Мы возвращались в изолятор временного содержания, и С. вдруг сказал, что покуда еще зеленкой лоб не помазали (не приговорили к расстрелу), хотел бы проехать по Биробиджану и посмотреть на город. Все мои знакомые знают, что родной город — это моя неизлечимая болезнь, и, несмотря на то, что обвиняемый не признавал себя виновным в убийстве, я вдруг попросил водителя под свою ответственность изменить маршрут и полчаса покататься по городу. Я и сейчас не скажу вам, почему принял такое решение. И мы поехали. По дороге арестованный разговаривал с прокурорским шофером о машинах, которые очень любил, и сам когда-то возил пассажиров на автобусе. Я молчал, потому что ничего не понимал в машинах и водить автомобиль не умел.

— А что начальник, — вдруг сказал С., — Хочешь я на себя этого мента возьму.

— Не нужно мне одолжений, — ответил я ему, — Я тебе и без твоего признания все докажу.

-Тогда, может, с женой разрешишь увидеться?

— Разрешу, — ответил я.

К удивлению арестанта, я без его подсказки назвал адрес жены, а когда подъехали к дому, послал за ней водителя. Она спустилась в машину. Говорили они не долго, минут пять всего. За это время супруга сообщила С., что живет не одна, а с мужчиной. Потом в ближайшей аптеке мы купили ему бинты и что-то еще для перевязок. Когда я заводил арестованного в ИВС, он сказал мне, что через два часа готов дать признательные показания. В отличие от других фигурантов, убийца даже не попросил оформить ему явку с повинной или чистосердечное раскаяние. Какая к черту явка, после ранений, полученных при покушении на кражу, и этапирования в Биробиджан. 

Через два часа я зафиксировал его подробнейшие признательные показания, записал их на диктофон, что в те годы было большой редкостью. Через несколько дней состоялась проверка показаний на месте и… дело передали другому следователю. С ним у арестанта отношения не сложились. В нашей работе иногда вредны подражания и сюрпризы.

Следователь, прослышав о том, что я организовал С. встречу с женой, решил сделать то же самое, только не предупредил об этом ни администрацию ИВС, ни самого фигуранта. Он привел жену, и когда приглашенный в следственный кабинет С. увидел её, то разразился изощренной нецензурной бранью. Дело в том, что внешний его вид вовсе не располагал к свиданию с женщиной, у которой к тому же есть другой мужчина.

В суде С. отказался от данных ранее показаний, был дерзок, оскорблял всех участников процесса, включая прокурора, и в результате услышал смертный приговор, который, вероятно, привели в исполнение. Официальной информации об этом я так и не увидел.

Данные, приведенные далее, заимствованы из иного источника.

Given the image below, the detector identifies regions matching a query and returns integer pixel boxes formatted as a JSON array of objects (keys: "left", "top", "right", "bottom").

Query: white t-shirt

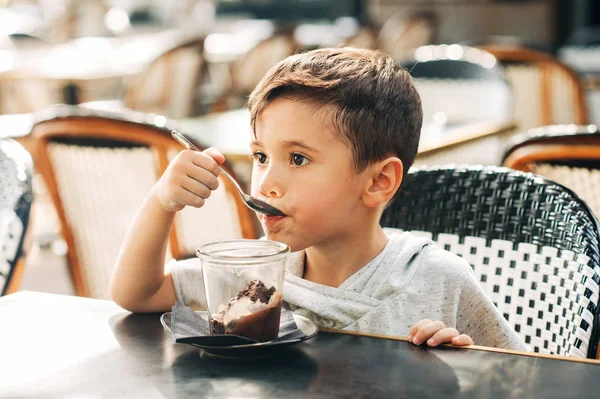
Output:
[{"left": 171, "top": 229, "right": 528, "bottom": 351}]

Однажды я рассказал знакомому психологу об этой истории, попросил объяснить, почему обвиняемый все-таки сознался в преступлении, я ведь не предлагал ему этого взамен на прогулку по городу и встречу с женой? Психолог, которого, к сожалению, уже давно нет в живых, ответил мне предельно понятно: "Все с ним боролись, а ты станцевал. Танец всегда эффективнее, чем борьба". 

И еще я поймал себя на мысли, что когда долго работаешь с некоторыми фигурантами, в тайне от всех ты чувствуешь, что не желаешь вынесения им смертного приговора. Было ли так с С., я уже не помню. Но по сей день уверен в необходимости отмены моратория на смертную казнь.